The importance of data resources in data-driven modelling means that future reinforcement of the GE-LUCAS v1.1 gully inventory resources may provide opportunity to address unresolved but pertinent issues for pan-EU gully erosion modelling. These include, but are not limited to: (i) the issue of under-represented ephemeral gullies in GE-LUCAS v1.1, which currently limits the resource for spatiotemporal modelling exercises and likely introduces spatial bias within the gully presence observations21 (ii) the lack of data on active retreat rates, limiting possible predictions of gully expansion and erosion rates, (iii) tackling presence-absence class imbalance issues in naturally class-imbalanced classification problems such as gully erosion22,23, for example the exploration of oversampling, class weighting, and varied cutoff probability threshold techniques on the spatial predictions, (iv) issues obtaining high probability absence data for supervised learning models when observations are made in a limited temporal window, limiting the theoretical assignment of a true probability of 0 to some absence points24. Further developments of the GE-LUCAS v1.1 resource will support opportunities to apply model interpretability techniques to generate hypotheses to derive new understanding from data-driven models applied across the EU (Jiang et al.25). Overlapping with many of the aforementioned focal points, future modelling tasks may further benefit in both accuracy and spatial representativeness from using spatiotemporal covariates at a higher resolution compared to this current application (100 m).

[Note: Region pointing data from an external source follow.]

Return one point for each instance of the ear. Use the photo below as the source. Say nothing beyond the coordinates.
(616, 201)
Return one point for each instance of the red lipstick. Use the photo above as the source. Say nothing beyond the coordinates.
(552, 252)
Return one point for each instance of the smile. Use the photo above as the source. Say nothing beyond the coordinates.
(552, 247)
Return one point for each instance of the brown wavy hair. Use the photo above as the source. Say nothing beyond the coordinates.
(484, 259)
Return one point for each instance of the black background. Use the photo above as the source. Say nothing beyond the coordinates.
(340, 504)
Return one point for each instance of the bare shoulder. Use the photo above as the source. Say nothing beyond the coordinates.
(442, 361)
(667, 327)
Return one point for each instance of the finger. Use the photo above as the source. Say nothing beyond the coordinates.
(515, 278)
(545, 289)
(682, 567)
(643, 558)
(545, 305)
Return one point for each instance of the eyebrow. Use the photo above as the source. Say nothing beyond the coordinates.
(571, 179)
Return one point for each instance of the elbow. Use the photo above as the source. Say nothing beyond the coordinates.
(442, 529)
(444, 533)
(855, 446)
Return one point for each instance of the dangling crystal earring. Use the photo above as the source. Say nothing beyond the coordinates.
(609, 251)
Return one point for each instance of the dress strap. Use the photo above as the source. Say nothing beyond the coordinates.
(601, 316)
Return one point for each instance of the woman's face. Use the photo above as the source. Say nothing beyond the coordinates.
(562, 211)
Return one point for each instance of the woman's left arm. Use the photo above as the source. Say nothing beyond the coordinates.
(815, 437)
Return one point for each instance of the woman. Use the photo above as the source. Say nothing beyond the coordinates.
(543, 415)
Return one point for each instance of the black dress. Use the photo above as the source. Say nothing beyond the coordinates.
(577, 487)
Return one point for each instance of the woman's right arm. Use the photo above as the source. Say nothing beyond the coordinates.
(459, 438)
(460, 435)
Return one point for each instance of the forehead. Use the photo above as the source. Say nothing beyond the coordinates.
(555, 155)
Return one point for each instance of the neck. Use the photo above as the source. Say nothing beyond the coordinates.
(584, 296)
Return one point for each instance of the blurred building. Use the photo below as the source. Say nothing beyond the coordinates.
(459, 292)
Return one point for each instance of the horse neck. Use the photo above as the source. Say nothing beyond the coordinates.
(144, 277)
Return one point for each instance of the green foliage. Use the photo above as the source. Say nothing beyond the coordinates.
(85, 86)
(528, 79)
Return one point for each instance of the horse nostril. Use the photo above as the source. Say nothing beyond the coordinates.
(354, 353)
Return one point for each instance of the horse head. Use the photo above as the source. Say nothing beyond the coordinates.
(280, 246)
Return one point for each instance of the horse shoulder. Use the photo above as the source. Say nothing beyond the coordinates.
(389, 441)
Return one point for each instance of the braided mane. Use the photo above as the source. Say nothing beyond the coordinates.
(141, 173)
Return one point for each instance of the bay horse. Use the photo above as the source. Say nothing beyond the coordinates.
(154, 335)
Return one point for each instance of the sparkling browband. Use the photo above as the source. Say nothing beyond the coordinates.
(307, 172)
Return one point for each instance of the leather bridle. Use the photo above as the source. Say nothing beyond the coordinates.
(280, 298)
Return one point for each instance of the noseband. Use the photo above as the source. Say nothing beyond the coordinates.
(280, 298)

GE-LUCAS v1.1, based on LUCAS 2022 survey, represents a significant advancement in understanding and detecting gully erosion patterns across Europe. However, several key elements for improvement have emerged that would further enhance the monitoring capacity of gully erosion in the future: (i) a single snapshot sample design is insufficiently adapted to detect ephemeral gully features which develop post-rainstorm and are easily removed by tillage or quickly covered by vegetation growth, (ii) the absence of active retreat rates restricts the prediction of gully expansion and erosion rates, and finally (iii) the imbalance in classes’ occurrence, which is a longstanding challenge in classification problems. On a similar note, the timing of LUCAS surveying (starting in the South of Europe in spring and finishing in the North later in the year) is generally scarcely aligned to the occurrence of ephemeral gullies which have higher probabilities in certain seasons for different parts of Europe. A condition that may support the lack of gully evidence observed around Rome in the LUCAS2022 survey. Finally, we believe that high resolution satellite imagery may be more suited to the task of locating gully presence, especially if aided by prior spatial probability estimates used to build a stratified random sampling. A monitoring strategy that, in light of our findings, may result in more efficient monitoring of Europe’s gully erosion channels compared to the regular fishnet network adopted in LUCAS 2022. Based on the insights gained, we propose that the next phase of the pan-European Union assessment of gully erosion channels should involve a stratified random monitoring approach, conducted on-screen, across an additional 100,000 to 200,000 locations. The strata can be defined according to the predictive factors identified by the RF analysis. Moreover, these on-screen evaluations should be conducted more frequently, allowing for better detection of the dynamics of gully occurrence over time.